Perkembangan perekonomian dan pertumbuhan penduduk yang tinggi telah memperbesar kebutuhan ruang di wilayah pesisir Teluk Lampung, baik daratan maupun perairan. Dalam kurun waktu 2004-2007, pertumbuhan ekonomi wilayah pesisir di atas 5%; dengan pertumbuhan penduduk mencapai 2,32% (BPS Lampung 2008a; BPS Bandar Lampung 2008a; BPS Lampung Selatan 2008a; BPS Pesawaran 2008a). Peningkatan kebutuhan ruang, menimbulkan ekses berupa ketidakharmonisan, ketidaknyamanan dan konflik pemanfaatan ruang antar-berbagai kepentingan.
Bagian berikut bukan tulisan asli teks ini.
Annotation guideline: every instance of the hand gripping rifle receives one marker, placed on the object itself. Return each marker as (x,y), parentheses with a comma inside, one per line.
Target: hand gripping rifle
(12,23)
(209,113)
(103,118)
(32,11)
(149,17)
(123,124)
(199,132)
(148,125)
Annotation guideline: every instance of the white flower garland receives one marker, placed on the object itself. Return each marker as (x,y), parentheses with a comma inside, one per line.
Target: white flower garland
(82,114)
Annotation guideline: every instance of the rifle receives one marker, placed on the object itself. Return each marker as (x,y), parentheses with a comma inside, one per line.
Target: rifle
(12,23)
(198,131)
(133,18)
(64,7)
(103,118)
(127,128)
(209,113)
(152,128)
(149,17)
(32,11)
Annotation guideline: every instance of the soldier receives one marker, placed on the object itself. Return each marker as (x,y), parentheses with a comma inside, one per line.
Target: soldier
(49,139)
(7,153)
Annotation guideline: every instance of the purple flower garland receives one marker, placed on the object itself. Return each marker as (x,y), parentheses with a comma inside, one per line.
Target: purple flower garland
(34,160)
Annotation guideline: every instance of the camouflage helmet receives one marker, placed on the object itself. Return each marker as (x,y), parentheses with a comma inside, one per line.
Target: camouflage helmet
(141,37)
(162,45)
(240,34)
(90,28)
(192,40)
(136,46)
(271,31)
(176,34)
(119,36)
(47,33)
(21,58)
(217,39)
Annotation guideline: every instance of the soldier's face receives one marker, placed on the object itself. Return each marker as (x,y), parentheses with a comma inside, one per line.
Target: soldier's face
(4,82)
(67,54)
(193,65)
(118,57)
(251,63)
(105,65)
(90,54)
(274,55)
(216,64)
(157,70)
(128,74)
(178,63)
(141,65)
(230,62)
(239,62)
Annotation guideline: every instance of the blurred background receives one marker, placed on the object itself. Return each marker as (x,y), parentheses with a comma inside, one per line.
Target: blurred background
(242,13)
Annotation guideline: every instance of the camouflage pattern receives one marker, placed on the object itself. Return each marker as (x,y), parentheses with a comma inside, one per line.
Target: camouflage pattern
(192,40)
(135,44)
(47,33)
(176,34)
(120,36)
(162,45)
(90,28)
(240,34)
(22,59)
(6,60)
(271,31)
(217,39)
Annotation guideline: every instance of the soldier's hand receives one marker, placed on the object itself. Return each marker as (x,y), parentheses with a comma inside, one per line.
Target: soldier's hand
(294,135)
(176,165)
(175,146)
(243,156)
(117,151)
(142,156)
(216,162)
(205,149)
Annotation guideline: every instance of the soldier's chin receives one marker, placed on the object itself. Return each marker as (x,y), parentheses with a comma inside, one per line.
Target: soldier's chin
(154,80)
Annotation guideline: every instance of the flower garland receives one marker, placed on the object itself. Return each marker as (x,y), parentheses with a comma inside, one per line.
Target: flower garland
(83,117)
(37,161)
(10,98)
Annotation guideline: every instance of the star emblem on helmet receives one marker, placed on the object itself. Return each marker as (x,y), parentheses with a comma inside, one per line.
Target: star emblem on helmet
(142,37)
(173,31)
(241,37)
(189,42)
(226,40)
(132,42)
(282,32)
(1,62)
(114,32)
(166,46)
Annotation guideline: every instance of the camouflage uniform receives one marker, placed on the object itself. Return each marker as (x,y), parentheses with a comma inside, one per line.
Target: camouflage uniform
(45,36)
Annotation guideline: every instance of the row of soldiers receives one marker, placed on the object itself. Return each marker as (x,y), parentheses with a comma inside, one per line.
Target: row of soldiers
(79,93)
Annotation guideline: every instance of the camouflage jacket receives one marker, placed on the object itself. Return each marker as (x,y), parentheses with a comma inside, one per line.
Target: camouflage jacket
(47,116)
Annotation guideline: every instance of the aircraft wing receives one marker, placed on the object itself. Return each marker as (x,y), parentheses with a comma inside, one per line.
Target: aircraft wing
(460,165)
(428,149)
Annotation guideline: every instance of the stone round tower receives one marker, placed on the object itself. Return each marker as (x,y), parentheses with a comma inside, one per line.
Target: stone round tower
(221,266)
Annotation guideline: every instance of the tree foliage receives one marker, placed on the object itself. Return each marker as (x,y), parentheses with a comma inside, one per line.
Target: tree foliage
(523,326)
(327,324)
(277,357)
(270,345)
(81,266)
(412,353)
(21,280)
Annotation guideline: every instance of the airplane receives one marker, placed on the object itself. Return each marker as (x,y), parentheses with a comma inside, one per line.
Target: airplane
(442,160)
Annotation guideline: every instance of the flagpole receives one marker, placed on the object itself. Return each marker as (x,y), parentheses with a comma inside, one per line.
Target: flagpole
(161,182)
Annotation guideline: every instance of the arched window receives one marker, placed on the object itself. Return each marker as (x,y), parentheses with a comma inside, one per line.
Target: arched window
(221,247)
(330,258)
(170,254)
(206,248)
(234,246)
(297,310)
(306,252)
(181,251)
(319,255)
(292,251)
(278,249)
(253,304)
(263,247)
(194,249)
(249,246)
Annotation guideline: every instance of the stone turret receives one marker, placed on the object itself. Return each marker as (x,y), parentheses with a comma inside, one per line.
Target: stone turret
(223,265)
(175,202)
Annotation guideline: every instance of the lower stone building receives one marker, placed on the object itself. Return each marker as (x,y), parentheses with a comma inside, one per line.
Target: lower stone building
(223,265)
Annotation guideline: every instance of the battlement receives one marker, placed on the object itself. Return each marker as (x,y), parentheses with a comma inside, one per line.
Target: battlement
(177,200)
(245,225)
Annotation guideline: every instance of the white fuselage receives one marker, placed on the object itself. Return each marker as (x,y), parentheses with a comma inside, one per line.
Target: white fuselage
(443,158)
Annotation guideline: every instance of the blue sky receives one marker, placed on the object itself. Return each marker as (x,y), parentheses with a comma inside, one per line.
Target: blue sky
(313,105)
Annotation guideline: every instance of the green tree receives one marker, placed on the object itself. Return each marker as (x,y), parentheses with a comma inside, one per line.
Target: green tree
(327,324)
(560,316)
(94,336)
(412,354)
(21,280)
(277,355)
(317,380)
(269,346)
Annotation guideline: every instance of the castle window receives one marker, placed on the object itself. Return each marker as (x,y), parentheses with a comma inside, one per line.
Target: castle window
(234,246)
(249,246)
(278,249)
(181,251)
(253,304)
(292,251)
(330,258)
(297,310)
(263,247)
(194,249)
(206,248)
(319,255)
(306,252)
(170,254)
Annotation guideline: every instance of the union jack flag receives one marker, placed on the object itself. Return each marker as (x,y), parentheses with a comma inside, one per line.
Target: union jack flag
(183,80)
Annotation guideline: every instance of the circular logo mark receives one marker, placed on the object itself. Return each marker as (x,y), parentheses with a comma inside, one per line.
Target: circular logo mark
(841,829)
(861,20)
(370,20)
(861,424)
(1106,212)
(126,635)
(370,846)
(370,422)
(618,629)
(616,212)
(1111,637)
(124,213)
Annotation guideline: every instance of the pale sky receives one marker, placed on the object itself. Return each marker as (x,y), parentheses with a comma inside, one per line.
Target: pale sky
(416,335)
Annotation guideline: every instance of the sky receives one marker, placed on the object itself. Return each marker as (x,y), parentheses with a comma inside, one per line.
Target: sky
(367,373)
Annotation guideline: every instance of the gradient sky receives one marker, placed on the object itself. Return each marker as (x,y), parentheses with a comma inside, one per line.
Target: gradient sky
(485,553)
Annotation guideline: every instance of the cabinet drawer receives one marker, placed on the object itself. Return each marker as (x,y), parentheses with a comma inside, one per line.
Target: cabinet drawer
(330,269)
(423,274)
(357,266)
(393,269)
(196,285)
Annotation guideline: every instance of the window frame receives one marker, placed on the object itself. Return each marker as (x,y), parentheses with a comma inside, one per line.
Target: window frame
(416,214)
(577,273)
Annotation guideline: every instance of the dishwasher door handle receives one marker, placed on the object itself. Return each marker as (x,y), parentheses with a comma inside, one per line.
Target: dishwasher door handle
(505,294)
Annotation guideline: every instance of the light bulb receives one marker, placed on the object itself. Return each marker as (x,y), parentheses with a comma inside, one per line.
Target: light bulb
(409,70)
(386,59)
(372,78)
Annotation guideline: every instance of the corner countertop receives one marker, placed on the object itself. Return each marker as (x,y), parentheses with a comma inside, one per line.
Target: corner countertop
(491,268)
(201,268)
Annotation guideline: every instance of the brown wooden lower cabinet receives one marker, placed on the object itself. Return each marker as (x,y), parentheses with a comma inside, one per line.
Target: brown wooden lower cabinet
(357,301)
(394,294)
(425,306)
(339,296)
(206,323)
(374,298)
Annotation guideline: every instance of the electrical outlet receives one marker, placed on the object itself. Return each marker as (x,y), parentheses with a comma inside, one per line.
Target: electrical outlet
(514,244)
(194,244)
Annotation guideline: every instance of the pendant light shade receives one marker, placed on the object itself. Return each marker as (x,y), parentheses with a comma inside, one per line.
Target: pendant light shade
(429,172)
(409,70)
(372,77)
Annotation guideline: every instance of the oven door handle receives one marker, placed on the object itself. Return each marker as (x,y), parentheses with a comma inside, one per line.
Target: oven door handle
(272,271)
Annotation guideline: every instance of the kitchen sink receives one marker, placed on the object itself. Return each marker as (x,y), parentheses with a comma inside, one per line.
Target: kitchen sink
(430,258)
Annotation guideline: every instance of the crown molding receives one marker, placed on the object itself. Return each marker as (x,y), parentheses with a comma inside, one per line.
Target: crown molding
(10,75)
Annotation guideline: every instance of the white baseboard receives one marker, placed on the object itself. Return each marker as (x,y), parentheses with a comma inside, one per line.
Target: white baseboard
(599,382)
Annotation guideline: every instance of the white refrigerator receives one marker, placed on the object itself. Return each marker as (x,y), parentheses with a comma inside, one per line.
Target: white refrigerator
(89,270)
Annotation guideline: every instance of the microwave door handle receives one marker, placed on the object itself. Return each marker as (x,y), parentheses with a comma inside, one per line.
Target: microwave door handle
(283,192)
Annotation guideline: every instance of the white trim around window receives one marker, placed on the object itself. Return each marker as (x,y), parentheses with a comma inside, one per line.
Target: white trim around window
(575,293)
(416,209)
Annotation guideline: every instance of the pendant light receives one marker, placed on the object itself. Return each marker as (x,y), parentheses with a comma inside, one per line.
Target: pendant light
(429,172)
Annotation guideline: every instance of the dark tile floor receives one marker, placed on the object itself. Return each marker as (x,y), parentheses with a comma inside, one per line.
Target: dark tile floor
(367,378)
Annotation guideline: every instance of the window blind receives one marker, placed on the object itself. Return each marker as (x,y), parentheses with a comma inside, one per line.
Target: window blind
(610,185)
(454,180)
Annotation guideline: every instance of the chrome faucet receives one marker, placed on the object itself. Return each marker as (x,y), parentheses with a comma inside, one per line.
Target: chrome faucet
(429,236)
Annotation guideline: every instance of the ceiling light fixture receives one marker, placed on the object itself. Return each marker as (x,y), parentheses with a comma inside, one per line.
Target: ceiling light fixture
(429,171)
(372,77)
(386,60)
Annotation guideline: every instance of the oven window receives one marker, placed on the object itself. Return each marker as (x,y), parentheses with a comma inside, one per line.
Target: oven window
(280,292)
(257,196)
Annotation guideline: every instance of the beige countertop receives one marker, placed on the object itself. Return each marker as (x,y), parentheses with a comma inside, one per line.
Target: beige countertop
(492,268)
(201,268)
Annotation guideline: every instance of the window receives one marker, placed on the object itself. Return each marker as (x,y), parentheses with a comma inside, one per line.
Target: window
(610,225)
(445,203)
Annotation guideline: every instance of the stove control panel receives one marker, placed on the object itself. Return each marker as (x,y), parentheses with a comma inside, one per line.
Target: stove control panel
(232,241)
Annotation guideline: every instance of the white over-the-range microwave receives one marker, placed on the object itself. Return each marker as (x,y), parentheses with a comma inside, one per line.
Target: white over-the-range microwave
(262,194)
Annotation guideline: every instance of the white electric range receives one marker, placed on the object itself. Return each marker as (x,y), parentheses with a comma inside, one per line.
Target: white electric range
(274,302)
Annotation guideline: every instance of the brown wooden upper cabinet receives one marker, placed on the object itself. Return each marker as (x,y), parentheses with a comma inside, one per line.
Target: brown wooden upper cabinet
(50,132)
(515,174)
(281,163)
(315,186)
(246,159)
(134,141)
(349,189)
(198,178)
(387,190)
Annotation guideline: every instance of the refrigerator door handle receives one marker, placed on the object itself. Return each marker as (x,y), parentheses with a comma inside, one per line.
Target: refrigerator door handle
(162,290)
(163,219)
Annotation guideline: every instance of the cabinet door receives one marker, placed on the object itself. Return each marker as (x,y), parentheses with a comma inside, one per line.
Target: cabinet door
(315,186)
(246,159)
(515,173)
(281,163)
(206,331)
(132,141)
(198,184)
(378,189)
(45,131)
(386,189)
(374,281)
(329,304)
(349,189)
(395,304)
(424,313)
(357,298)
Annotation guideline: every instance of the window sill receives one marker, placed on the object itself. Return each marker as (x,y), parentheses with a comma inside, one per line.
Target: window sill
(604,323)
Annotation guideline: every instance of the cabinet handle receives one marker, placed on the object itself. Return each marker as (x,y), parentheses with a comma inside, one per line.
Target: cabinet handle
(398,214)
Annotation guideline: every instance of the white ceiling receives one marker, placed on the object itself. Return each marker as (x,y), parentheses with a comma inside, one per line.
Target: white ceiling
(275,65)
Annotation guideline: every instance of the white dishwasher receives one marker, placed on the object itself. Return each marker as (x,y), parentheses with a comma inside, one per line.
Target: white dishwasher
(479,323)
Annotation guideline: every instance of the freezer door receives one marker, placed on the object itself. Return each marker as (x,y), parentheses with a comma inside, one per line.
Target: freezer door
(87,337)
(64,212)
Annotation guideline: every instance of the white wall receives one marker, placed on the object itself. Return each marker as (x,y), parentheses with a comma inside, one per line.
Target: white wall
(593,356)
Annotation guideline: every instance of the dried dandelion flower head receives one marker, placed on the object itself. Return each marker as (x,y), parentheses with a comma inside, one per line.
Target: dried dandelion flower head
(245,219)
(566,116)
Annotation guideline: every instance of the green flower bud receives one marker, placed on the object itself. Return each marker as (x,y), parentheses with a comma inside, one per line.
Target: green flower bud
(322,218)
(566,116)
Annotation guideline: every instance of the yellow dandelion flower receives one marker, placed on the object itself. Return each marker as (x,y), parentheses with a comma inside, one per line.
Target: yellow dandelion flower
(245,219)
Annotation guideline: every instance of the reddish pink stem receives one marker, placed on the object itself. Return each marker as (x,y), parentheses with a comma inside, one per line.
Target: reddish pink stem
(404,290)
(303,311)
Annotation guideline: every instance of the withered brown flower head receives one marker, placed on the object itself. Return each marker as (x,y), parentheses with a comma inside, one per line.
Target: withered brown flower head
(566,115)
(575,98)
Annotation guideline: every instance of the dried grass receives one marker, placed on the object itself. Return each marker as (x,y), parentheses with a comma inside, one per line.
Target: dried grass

Konflik tersebut ditunjukkan oleh gejala yang meliputi pencemaran pantai, reklamasi pantai tidak terencana, kerusakan terumbu karang, dan belum adanya zonasi pemanfaatan perairan bagi bagan, kapal nelayan, alur pelayaran, keperluan militer dan pariwisata (Wiryawan et al. 1999; Damar 2003; Dinas Kelautan dan Perikanan Provinsi Lampung 2007).

Beberapa catatan yang menunjukkan terjadinya konflik pemanfaatan ruang di Teluk Lampung meliputi konflik antar sektor dan konflik di dalam sektor yang sama. Alokasi penggunaan ruang wilayah pesisir Teluk Lampung untuk pengembangan kota juga akan menggusur permukiman nelayan. Konflik antar nelayan di Teluk Lampung juga semakin serius, dan pada gilirannya menyebabkan kerusakan ekosistem perairan dan semakin tersisihnya nelayan kecil. Di sisi lain, pencemaran yang bersumber dari daratan dan perairan dan praktek penangkapan ikan tidak ramah lingkungan semakin memperburuk kualitas air, merusak ekosistem, menumbuhkan harmful algal blooms (HAB), menguras sumberdaya ikan, dan menurunkan potensi pariwisata di Teluk Lampung (CRMP 1998a; Wiryawan et al. 1999).

Pendekatan sistem melalui pemodelan sistem dinamik yang dipadukan dengan pendekatan partisipatif, diharapkan dapat menghasilkan perencanaan tata ruang wilayah pesisir yang bersifat terpadu, komprehensif, dan mampu mengakomodasi kebutuhan para pemangku kepentingan. Dengan demikian, dapat dibangun suatu pendekatan baru bagi perencanaan tata ruang wilayah pesisir yang bersifat kompleks. Sebagai suatu wilayah pesisir yang kompleks, seperti disajikan di atas, Teluk Lampung dipilih sebagai wilayah penelitian.